People With This Personality Are Suffering The Most While Working From Home

Depending on your personality, working from home has either supplied a welcome respite from nosy gossip and office politics, or it has filched our indispensable human connections. In other words, some people love the solitude of working from home while others miss their colleagues terribly.

How we interpret working from home largely depends on our personality. But what isn’t a judgment call is that relationships with our work colleagues have taken a hit while working remotely.

In a new report called The Truth About Working From Home In 24 Shocking Charts, Leadership IQ surveyed 3,706 employees currently working from home to measure their experiences. Respondents answered more than two dozen questions about working from home, as well as questions about their psychological makeup.

One of the study’s discoveries is that relationships with work colleagues are better working in an office than working from home. As you can see in the chart below, 19% say their relationships with work colleagues are much better working from an office, and an additional 35% say they’re a little better. By contrast, only 6% say their relationships with work colleagues are much better working from home, and only 9% say they’re a little better.

But again, how much these worsened relationships truly impact our overall well-being largely depends on our unique psyche. And there’s one motivational-type in particular that will more intensely feel the effects of these worsened relationships.

Tens of thousands have taken the free online test What Motivates You At Work?, which assesses the five primary motivations that drive people at work; Power, Achievement, Adventure, Security and Affiliation.

From the data, we know that around a third of people are motivated by Affiliation. People with a high need for Affiliation want harmonious relationships with other people and they want to feel accepted by others. These individuals prefer work that provides significant personal interaction. They enjoy being part of groups and make excellent team members. Teamwork and more teamwork is the key to keeping affiliative-driven individuals highly engaged.

And as you probably guessed, people high in Affiliation are likely to suffer most severely from the diminished work relationships and isolation that often accompany working from home.

Someone who’s always resisted teams and collaboration, who prefers solitude and individual work, won’t feel the effects of limited interactions with their colleagues. But the person driven by Affiliation will almost certainly feel a significant loss.

How do you know if your employees and colleagues have a strong affiliative drive? For starters, you can have them take the online test, What Motivates You At Work?  

Alternatively, you can reveal someone’s motivators just by asking a question. Now, if you ask someone directly, “what motivates you?” you’re unlikely to get a cogent or clear-cut answer. The reality is that most people don’t spend much time reflecting on their psychological drives and personality type.

Instead, you want to ask employees an indirect question like, “could you tell me about a time in the past two weeks when you felt really engaged or motivated?” By focusing on specific events in the recent past, you’re allowing employees to discuss topics about which they feel confident and knowledgeable (it’s not a difficult task to recount an inspiring moment within the past few weeks).
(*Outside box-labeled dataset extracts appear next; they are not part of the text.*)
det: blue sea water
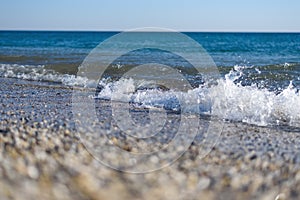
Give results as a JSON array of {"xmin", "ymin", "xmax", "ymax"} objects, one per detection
[{"xmin": 0, "ymin": 31, "xmax": 300, "ymax": 126}]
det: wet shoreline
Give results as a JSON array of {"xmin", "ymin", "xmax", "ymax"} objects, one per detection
[{"xmin": 0, "ymin": 78, "xmax": 300, "ymax": 199}]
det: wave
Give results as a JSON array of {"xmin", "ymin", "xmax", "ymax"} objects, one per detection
[
  {"xmin": 0, "ymin": 64, "xmax": 97, "ymax": 87},
  {"xmin": 0, "ymin": 64, "xmax": 300, "ymax": 127}
]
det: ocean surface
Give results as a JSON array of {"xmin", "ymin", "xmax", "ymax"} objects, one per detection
[{"xmin": 0, "ymin": 31, "xmax": 300, "ymax": 127}]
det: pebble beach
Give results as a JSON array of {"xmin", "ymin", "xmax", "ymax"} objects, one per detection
[{"xmin": 0, "ymin": 78, "xmax": 300, "ymax": 200}]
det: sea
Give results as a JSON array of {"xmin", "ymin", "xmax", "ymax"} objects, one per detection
[{"xmin": 0, "ymin": 31, "xmax": 300, "ymax": 128}]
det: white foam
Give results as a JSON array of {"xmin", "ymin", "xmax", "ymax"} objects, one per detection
[{"xmin": 97, "ymin": 66, "xmax": 300, "ymax": 127}]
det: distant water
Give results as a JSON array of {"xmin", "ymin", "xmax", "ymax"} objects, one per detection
[{"xmin": 0, "ymin": 31, "xmax": 300, "ymax": 127}]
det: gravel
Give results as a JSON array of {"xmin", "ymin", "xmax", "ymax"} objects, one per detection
[{"xmin": 0, "ymin": 78, "xmax": 300, "ymax": 200}]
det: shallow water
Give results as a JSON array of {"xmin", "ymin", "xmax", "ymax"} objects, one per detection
[{"xmin": 0, "ymin": 31, "xmax": 300, "ymax": 127}]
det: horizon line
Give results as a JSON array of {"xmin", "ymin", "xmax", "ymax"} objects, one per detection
[{"xmin": 0, "ymin": 29, "xmax": 300, "ymax": 33}]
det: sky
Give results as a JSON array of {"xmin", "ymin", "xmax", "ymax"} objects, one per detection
[{"xmin": 0, "ymin": 0, "xmax": 300, "ymax": 32}]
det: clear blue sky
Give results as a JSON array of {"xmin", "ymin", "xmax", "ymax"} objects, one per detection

When your employee shares a recent inspiring situation, they’re inevitably going to reveal their primary motivator. For example, when someone says, “I loved working on that team with Jane and Bob,” they’re de facto telling you that they have a high affiliative drive. By contrast, if they say, “I loved getting to work on that project report by myself and really shape it to my own specifications,” they’re clearly indicating a non-affiliative drive (perhaps Power or Achievement).

In the event that you’ve got a bunch of affiliative people on your team, try instituting more virtual social interactions like virtual coffee chats. This can be as simple as assigning everyone on your team a “coffee buddy” with the explicit assignment to have a videoconference coffee this week for at least 15 minutes (and let them go up to an hour). To experience the full effects, the virtual coffee should happen over video and not over the phone.

You could also add one or two fun questions to the end of every staff meeting videoconference. Pose a question like, “what made you laugh this week?” and then have every individual provide an answer. By forcing a little bit of social interaction in every meeting, you alleviate at least some of the work from home isolation. And you actually strengthen employees’ collaborative bonds and deepen your team’s rapport with each other and with you.